Meine Kunden kommen fast alle aus Deutschland, obwohl ich mich schon vor 48 Jahren auf eine lange Abenteuerreise begeben habe.

So hat alles angefangen:

Am 1.8.1966 begann ich meine Ausbildung, 1969 mein berufsbegleitendes Studium im Öffentlichen Recht und Steuerrecht.

Seit dem 1.8.1971 bin ich selbständig und als Spezialist für vermeintlich unlösbare Probleme von Unternehmern tätig.

Im Oktober 1977 bin ich nach Griechenland umgezogen und habe von dort aus mit einer Reiseschreibmaschine und einem Bakelit-Telefon gearbeitet. Alle paar Monate fuhr oder flog ich zu meinen Mandanten nach Deutschland. Griechenland interessierte sich damals nicht für Steuern.

Bis 2008 habe ich mit Unterbrechungen die meiste Zeit in Griechenland verbracht. Von 1995 bis 2000 hatte ich meinen steuerlichen Wohnsitz in Belgien und seit 2001 in Paraguay.

Von 2000 bis 2011 hatte ich einen weiteren steuerfreien Wohnsitz auf Mallorca. Seit 2011 lebe ich das ganze Jahr über nur noch in Paraguay.

Mein eigenes Haus habe ich erst mit 62 Jahren gebaut, als ich es bar bezahlen konnte. Hätte ich es früher gebaut, wäre das nur mit einer Bankfinanzierung möglich gewesen. Dann wäre ich an einen Ort gebunden gewesen und hätte mich einschränken müssen. Das wollte ich nicht.
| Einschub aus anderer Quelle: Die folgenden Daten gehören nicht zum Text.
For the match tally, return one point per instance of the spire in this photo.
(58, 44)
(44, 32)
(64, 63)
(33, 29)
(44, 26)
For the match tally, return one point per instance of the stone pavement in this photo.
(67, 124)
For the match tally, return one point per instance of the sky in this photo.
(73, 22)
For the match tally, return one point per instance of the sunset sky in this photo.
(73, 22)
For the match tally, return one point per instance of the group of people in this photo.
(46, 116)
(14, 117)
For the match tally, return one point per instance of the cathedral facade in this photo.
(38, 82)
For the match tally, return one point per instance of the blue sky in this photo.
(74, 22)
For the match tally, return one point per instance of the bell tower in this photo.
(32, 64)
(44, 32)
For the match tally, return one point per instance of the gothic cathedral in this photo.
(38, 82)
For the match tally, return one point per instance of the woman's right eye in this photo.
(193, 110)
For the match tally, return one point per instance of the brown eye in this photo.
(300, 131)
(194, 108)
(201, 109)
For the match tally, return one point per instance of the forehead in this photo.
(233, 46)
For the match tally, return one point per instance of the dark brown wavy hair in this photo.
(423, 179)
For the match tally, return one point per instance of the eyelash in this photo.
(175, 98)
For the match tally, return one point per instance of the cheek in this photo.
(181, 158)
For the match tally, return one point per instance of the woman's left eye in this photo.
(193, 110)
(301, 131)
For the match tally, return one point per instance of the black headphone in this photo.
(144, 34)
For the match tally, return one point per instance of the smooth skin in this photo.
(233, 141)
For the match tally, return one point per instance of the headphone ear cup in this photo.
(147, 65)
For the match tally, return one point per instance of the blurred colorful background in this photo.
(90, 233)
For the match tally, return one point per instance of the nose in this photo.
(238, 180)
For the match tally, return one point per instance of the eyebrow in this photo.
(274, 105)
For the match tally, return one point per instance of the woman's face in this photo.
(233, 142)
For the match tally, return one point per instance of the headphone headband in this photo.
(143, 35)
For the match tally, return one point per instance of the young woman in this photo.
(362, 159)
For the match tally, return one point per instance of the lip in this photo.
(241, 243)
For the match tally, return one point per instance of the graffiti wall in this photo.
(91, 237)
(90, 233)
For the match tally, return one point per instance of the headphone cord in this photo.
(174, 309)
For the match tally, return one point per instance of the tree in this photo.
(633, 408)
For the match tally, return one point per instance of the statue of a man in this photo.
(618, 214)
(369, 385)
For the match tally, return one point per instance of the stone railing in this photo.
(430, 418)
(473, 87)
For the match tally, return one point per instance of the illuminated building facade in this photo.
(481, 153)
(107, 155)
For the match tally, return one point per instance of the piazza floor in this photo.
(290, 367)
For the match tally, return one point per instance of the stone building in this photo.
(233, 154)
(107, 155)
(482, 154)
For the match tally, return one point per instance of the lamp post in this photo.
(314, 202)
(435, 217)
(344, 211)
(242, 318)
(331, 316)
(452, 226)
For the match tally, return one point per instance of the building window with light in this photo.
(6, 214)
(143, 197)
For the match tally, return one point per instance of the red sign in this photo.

Mein Leben lang habe ich das Angenehme mit dem Nützlichen verbunden. Seit 2014 war ich nicht mehr in Europa. Viele meiner Kunden kommen nach Paraguay, um sich von mir unter vier Augen beraten zu lassen, etwa 200 Investoren und Unternehmer pro Jahr.

Mit den meisten Kunden funktioniert das aber auch wunderbar online oder per Telefon.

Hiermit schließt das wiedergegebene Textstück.